Is this the sort of place where you can come with your awkward or controversial questions?
I hope so! Although each time we meet there is one main question, so it’s not a free-for-all. I’ve never seen a full-on fight, everyone is very polite. We have a few simple ground rules that prevent the conversation ending up in the usual dead ends.
Do you need to be an intellectual or “highly-educated” to come along? Is this for nerds or those with theological training?
I tell speakers to aim at a general non-specialised audience at undergraduate level. As I mentioned, the vision of the original cafe meetings is to make academic learning accessible, and we have to be realistic about how that can be done.
Not every brilliant idea can be explained to a child, although maybe we should keep trying!
Do you ever find speakers come along who have a different theology or world view to that of yourself? If you feel a speaker is saying something which is fundamentally wrong, do you call them out?
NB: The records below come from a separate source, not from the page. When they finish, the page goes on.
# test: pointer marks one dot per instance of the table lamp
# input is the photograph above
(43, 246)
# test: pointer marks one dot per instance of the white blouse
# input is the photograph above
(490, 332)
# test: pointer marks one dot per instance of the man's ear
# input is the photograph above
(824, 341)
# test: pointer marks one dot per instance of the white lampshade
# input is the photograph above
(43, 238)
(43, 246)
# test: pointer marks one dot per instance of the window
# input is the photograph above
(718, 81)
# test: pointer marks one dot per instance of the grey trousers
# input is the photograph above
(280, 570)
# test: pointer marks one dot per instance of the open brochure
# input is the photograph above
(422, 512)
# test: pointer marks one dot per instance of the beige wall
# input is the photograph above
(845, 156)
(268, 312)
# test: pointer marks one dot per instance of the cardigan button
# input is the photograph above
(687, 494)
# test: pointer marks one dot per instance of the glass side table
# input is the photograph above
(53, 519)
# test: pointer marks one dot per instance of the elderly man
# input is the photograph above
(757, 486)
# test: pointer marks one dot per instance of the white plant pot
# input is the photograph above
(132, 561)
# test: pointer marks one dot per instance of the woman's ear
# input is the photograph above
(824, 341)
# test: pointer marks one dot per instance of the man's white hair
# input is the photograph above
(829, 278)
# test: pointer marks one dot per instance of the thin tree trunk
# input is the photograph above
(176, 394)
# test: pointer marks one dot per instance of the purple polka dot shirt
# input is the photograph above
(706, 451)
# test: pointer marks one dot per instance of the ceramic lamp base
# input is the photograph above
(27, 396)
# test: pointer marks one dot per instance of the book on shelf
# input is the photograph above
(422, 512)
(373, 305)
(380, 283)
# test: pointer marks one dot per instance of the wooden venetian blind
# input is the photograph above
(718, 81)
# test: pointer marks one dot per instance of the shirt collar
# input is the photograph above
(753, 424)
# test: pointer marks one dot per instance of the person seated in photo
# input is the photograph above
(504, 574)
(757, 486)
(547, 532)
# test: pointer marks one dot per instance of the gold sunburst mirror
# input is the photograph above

Simon Hall: I have occasionally asked people to speak and I genuinely don’t know what they’re going to say, I just trust their wisdom, experience and character. I have also invited a speaker that I disagreed with. Part of CT is opening up space to say that it’s OK to not know what we think about certain things, or even to disagree. The Bible is not completely clear on everything.
Lastly, who’ve you got lined up for 2020?
We have two people coming so far this year. Stephen Williams is an expert in bioethics who will be speaking on what AI can teach us about the soul. And Noel Moules will be coming to say whether or not Christianity has something to say about the climate crisis.